Later that day, Burton, accompanied by two undergraduates who are spending the summer working with the program, made a call at the home of 88-year-old Jennie Brown.

Brown has been enrolled in the program for three years, a circumstance that has enabled her to stay in her home of 65 years. Although she is severely disabled by osteoarthritis and muscle degeneration and suffers from recurrent urinary tract infections and hearing and vision problems, she can still cook her own meals. She has been widowed for 24 years but her pet collie Trixie helps her cope with loneliness, as do periodic visits from a sister and from friends.

Brown's desire to stay out of a nursing home is fierce. Although her home has been burglarized, she says she is not afraid to live alone. She says she likes the Elder House Call program, but protests, "I feel like I'm too much trouble" for everyone. But she clearly relishes the attention from the team and tells Burton, whom she regards with obvious affection, that she wishes she had something to offer him to eat.

Like Kuhar, Brown is connected to Key medical center by a call box connected to an emergency dispatch service. If she does not reset the box twice a day, an operator will check on her.

At Burton's request, Brown, her fingers trembling from muscle degeneration, spends about 10 minutes trying to change the battery in her hearing aid. After several attempts, she is unable to do so, something the team notes.

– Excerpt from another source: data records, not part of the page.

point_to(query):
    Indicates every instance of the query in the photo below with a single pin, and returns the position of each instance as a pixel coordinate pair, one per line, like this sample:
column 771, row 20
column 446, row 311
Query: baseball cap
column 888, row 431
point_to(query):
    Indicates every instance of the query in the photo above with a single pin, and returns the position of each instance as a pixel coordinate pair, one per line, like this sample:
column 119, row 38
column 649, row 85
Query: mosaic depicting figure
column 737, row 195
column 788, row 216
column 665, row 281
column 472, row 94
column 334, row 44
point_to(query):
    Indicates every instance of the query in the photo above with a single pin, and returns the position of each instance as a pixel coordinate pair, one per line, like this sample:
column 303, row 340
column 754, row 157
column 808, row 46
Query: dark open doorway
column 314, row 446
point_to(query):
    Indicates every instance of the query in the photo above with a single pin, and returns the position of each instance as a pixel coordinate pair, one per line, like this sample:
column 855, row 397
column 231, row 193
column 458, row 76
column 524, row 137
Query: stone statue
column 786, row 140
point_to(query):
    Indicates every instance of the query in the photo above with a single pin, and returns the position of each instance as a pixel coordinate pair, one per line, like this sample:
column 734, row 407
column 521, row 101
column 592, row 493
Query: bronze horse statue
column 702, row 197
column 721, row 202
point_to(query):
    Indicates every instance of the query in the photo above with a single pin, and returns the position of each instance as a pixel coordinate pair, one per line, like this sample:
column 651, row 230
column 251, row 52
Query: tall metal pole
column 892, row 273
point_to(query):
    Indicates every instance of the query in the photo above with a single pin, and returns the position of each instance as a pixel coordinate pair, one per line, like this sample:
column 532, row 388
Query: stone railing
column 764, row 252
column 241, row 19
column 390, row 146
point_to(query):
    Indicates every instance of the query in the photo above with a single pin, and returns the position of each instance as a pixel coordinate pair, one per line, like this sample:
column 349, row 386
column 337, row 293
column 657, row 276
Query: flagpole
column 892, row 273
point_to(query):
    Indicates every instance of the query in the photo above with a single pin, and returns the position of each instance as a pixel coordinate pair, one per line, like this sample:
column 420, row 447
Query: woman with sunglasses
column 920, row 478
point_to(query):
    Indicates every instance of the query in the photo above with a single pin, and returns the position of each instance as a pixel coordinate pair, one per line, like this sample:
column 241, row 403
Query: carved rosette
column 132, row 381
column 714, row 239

"If you want a good sense of what a patient can or cannot do, you have to see them in their home," said Burton.

Sometimes the program has unexpected dividends. LaVeda DeVone a Dartmouth College pre-medical student who grew up in Baltimore, began working as a summer intern with Elder House Call in June. She said she was so impressed with the program that she got her own grandmother to enroll. "Home care lets people feel comfortable," she said. "It's a learning experience for everyone."